Saturday, February 18, 2006

Council Winners

This week's Watchers' Council winners are up. Not surprisingly, the blasphemous toons were the topic of choice.

Within the council, first place went to A Dialogue, at Gates of Vienna, which builds around a comments thread from a post that printed the odious Hitler-in-bed-with-Anne-Frank cartoon that a European Arab group published in an attempt to strike back after the Danish Muhammad cartoons became an issue. The post not only enlightens the issue, it restores my faith in comments threads and shows what they can be if the hijackers can be kept from boarding them.

Second place went to Shame, Guilt, the Muslim Psyche, and the Danish Cartoons, in which Dr. Sanity applies her psychiatry background to the reactions to the Danish cartoons.

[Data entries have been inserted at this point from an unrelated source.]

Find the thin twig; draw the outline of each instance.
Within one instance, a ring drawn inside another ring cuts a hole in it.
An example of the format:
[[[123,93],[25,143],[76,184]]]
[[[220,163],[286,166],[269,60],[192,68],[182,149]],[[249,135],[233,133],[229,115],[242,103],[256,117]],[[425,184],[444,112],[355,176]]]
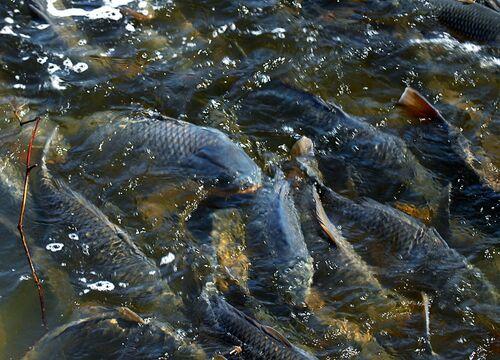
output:
[[[33,280],[35,281],[35,285],[38,289],[38,299],[40,301],[40,310],[42,312],[42,323],[44,327],[47,327],[47,319],[45,317],[45,296],[44,296],[44,291],[42,287],[42,283],[40,281],[40,278],[38,277],[35,266],[33,264],[33,260],[31,258],[30,250],[28,248],[28,244],[26,242],[26,235],[24,233],[24,213],[26,212],[26,199],[28,197],[28,180],[30,176],[31,170],[35,168],[37,165],[31,165],[31,153],[33,149],[33,142],[35,141],[36,138],[36,132],[38,130],[38,125],[40,124],[40,121],[42,119],[40,117],[37,117],[35,120],[35,126],[33,127],[33,130],[31,132],[31,138],[28,144],[28,154],[26,155],[26,172],[24,174],[24,187],[23,187],[23,198],[21,201],[21,211],[19,212],[19,222],[17,223],[17,229],[19,230],[19,235],[21,236],[21,242],[23,243],[23,248],[24,252],[26,253],[26,257],[28,258],[28,263],[31,268],[31,274],[33,275]],[[25,121],[21,122],[21,126],[24,124],[33,122],[33,121]]]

When experiencing healthy shame an individual may not be very happy to have embarrassing weaknesses and defects made obvious, but this awareness is insightful and humbling. As long as an individual is capable of self-doubt and self-reflection about his behavior; he is able to remain open-minded and willing to search for a better understanding of himself and others.

... In contrast, guilt is an emotion that rises after a transgression of one's own or cultural values. Guilt is about actions or behavior; while shame is about the self. There is an important psychological difference in saying to someone that their behavior is bad; as contrasted with saying that they are bad. The former leads to guilt; the latter to shame.

Outside the Council, first place went to everyone's favorite Egyptian blogger, Big Pharaoh, as he imagines Allah giving him a 10 commandments for modern Muslims, including this one:

Your leaders should know that what was OK in the year 706 might not be OK in the year 2006. I won’t get upset if you changed a few things in the laws and regulations as long as you continue to profess faith in me, pray to me, fast during Ramadan, give alms, and perform Hajj if you’re capable of doing so.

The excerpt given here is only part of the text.